Oral Rehydration for Children with Mild Gastroenteritis
A randomized, single-blind, noninferiority trial was conducted among 647 children 6 to 60 months of age with gastroenteritis with mild or no signs of dehydration between the months of October and April during the years 2010 to 2015 in Toronto, Canada. Children with less than 96 hours of symptoms with three or more episodes of vomiting or diarrhea within the preceding 24 hours were randomly assigned to receive half-strength apple juice/preferred fluids or color-matched electrolyte maintenance solution (pediatric electrolyte). Parents were given 2 L of fluid for use in the emergency department and at home, and instructed to give 5 mL aliquots every two to five minutes, replacing 2 mL/kg per vomiting episode and 10 mL/kg per diarrheal episode. Children who vomited received oral ondansetron.
Treatment failure was defined as hospitalization, intravenous rehydration, unscheduled physician visits for the same illness, protracted symptoms for more than seven days, physician request to change therapy, or 3% or greater weight loss at follow-up.
Among 647 randomized children (mean age, 28.3 [SD, 15.9] months) with 331 boys, and 441 without clinical signs of dehydration, 323 were randomized to apple juice and 324 to electrolyte maintenance solution. Baseline characteristics were similar. At least one follow-up was obtained in 99.5% of participants.
In the intent-to-treat analysis, the failure rate was 16.7% (54/323, 95% CI, 12.8-21.2%) for apple juice, and 25% (81/324, 95% CI, 20.4-30.1%) for electrolyte maintenance solution. This was statistically significant, with P < 0.001 for inferiority and P = 0.006 for superiority. Intravenous rehydration at the index visit was required less frequently for children receiving apple juice compared to electrolyte maintenance solution (0.9% [3/323] vs. 6.8% [22/324]; difference -5.9%; 95% CI, -10.5% to -2.0%; P < 0.001). Post hoc analysis revealed a lower overall seven-day intravenous rehydration rate among children receiving apple juice compared with electrolyte maintenance solution (2.5% [8/323] vs. 9.0% [29/324]; difference, -6.5%; 99% CI, -11.6 to -1.8%). Rates of diarrhea, vomiting, and hospitalizations were not significantly different between the groups. No episodes of significant hyponatremia were found.
COMMENTARY
Acute gastroenteritis remains the second cause of childhood deaths worldwide.

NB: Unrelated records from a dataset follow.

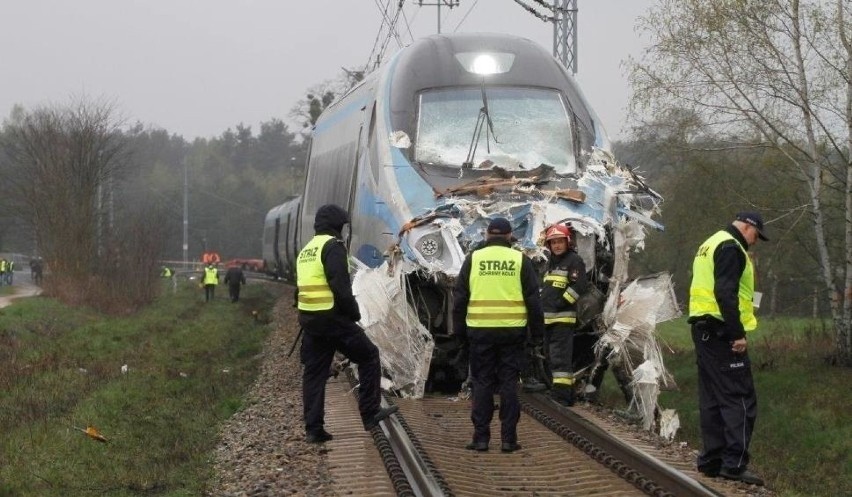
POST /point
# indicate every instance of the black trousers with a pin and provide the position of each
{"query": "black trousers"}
(234, 292)
(317, 352)
(727, 401)
(560, 349)
(495, 367)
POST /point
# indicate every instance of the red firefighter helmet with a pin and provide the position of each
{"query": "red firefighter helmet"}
(557, 231)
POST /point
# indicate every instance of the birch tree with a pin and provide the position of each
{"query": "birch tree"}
(771, 73)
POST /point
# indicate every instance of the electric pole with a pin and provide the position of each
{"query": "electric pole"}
(438, 3)
(185, 214)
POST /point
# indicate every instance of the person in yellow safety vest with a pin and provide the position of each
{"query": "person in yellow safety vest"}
(495, 299)
(721, 312)
(329, 315)
(564, 282)
(210, 280)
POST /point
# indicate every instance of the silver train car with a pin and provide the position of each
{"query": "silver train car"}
(452, 131)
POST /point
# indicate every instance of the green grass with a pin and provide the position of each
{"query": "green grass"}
(189, 366)
(803, 437)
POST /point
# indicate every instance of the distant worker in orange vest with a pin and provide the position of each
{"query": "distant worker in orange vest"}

Improved fluid management has resulted in lower mortality rates globally, and universal vaccination with rotavirus vaccines in developed countries has significantly mitigated the impact of rotavirus disease. During an episode of acute gastroenteritis, ondansetron reduces the incidence of vomiting and is well established as an adjunct for managing acute gastroenteritis in developed countries.
Mild dehydration in children is difficult to detect clinically. The best parameter to gauge dehydration is comparing accurate weights immediately before the illness and at presentation, though this data is not often available. Loss of 3-5% of body weight is generally required before showing even mild signs of dehydration, and physical findings of dehydration may be subtle or even normal with 7-10% dehydration. The findings of the current study apply to children with no or minimal dehydration, which applies to the majority of children with acute gastroenteritis.
Oral rehydration is the mainstay of fluid management for acute gastroenteritis except for those children with signs of shock or who are unable to tolerate oral fluids because of severe vomiting. Low-osmolality oral rehydration solutions are preferred and the global standard of care. Other fluids, such as decarbonated soda beverages, fruit juices, and tea, are not considered suitable for rehydration primarily because of their high osmolalities and low sodium concentrations. There has been concern about using these solutions because of possible risk of osmotic diarrhea, and water intoxication with hyponatremia.
The results of this study challenge this dogma for managing children with acute gastroenteritis (less than 96 hours of symptoms) with minimal (< 5%) or no dehydration. Another study from Brazil also challenges the concern about the clinical significance of the high osmolality of alternative solutions, showing minimal impact among children even with severe diarrhea.
In high-income countries, the use of half-strength apple juice and fluids preferred by the child may be an appropriate alternative to electrolyte maintenance solution for children with mild acute gastroenteritis and no or minimal physical signs of dehydration.
In a randomized study of children 6 to 60 months of age with acute gastroenteritis accompanied by mild vomiting and/or diarrhea with mild or no dehydration, initial oral rehydration with half-strength apple juice/preferred fluids resulted in fewer treatment failures than with electrolyte maintenance solution. In high-income countries, dilute apple juice/preferred fluids may be an acceptable alternative to commercial electrolyte maintenance solutions for childhood mild gastroenteritis with minimal dehydration.